Do you think the Tories will be running against the Liberals in the next provincial election? That’s the NDP’s job.

To Adam Adamson,

To answer your question, Dave is anti-Liberal these days because some of his best friends are now Alberta Party “big listeners” LOL. Only they’re listening to themselves, the Alberta Liberals on the other hand don’t mind listening to everyone both inside and outside their tent.

That’s the kind of progressive coalition Laugheed put together in his day. A coalition shouldn’t be limited to just political parties, it can and should include non-profits, service organizations, etc., basically any and all who desire something different than the staus quo.

Landmark Policy for the Mentally Ill

A landmark motion was passed at the Alberta Liberals’ Annual General Meeting and policy convention in Edmonton this past weekend where, for the first time in the history of Alberta politics, a political party made mental illness a policy priority. This is a groundbreaking policy, especially since Senator Michael Kirby notes that “Canada is the only OECD country without a national mental health strategy.” It’s little wonder that Alberta lacks the same, but under the leadership of David Swann, the Liberal party fully intends to address that deficit.

Other policy proposals were also important, but an emphasis on mental health is long overdue. If we consider that approximately 20% of Albertans will suffer from some form of mental illness in their lives, and if we factor in family members and friends who care for them, a cautious estimate is that 50% of Albertans deal with the suffering of mental illness, directly and indirectly, on a daily basis. Because the cost of mental health problems in Alberta is incalculable human suffering and lost productivity, and because families are unduly burdened and under qualified to provide the necessary assistance for their mentally ill relatives, voters will be pleased to know that the Alberta Liberal Party fully recognizes the urgent need to improve access to professionals and treatment centers that address mental health issues.
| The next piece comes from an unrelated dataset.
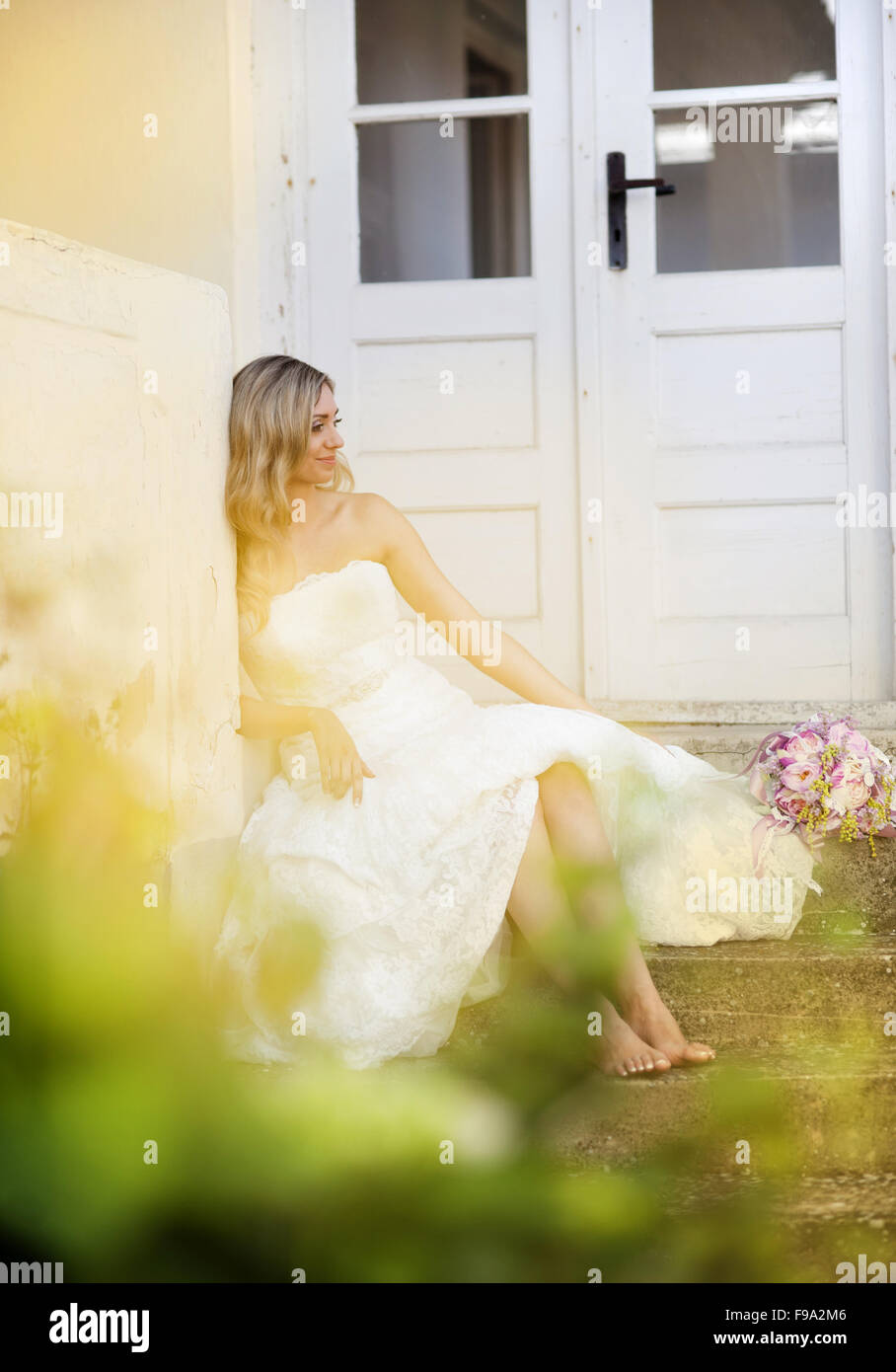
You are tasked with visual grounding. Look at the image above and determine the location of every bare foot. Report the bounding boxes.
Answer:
[623,989,714,1066]
[597,1002,672,1077]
Given the quality of thought and discussions behind the motions passed at the policy convention, I am convinced that the ALP is a truly progressive party.
Judy J. Johnson,
Calgary, AB

Cooperative commonwealth pointed out that delegates from the labour caucus at the NDP convention voted as a block, even though some of them were in favour of the motion, because they voted the way they were instructed to by the group they were representing at convention. What CC neglects to mention is that some of the delegates who voted in favour of the motion were in fact against it, but voted the way that their DRP dominated constituency association had instructed them to. That’s just the nature of a delegate convention.
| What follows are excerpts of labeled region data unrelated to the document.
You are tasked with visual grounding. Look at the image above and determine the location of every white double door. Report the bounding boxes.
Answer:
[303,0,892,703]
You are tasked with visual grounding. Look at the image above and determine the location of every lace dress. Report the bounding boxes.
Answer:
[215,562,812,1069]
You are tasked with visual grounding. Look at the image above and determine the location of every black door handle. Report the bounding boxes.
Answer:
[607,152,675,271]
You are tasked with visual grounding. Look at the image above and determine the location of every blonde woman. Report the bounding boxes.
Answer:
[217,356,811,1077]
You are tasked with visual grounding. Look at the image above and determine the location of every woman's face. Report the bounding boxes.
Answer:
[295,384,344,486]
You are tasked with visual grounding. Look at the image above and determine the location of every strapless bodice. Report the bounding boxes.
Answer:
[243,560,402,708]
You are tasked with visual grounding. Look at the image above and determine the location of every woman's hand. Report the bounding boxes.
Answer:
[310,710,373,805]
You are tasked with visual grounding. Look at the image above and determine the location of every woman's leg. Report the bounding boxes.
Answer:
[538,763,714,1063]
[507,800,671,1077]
Dave, you’re right again. Although the 200 turnout is a vast improvement, it’s dismal, as is almost all political activity in the province, frankly.

That’s exactly why the resolution is a historic and wise move, and why the Lib membership in their wisdom, turned their back on old-party strategies and the old bullpit partisans in the party who help them lose every election, and which they are clearly sick of. They’ve broken the decades-old spell!

Pundits and stubborn partisan types can argue back and forth all day about the detailed and fine merits of cooperation versus parties going it alone, but let’s let the voters decide whether they want to see a cooperative progressive movement or not. My impression is that they will — in droves. Just like most people would like to see cooperation at work, between warring countries, and between our families and friends. it’s the mature, reasonable path to a system that is much more in the general public’s commonwealth, than isolated parties. As our teachers used to say in school, a minority government that is forced to cooperate with other factions, is always the best government.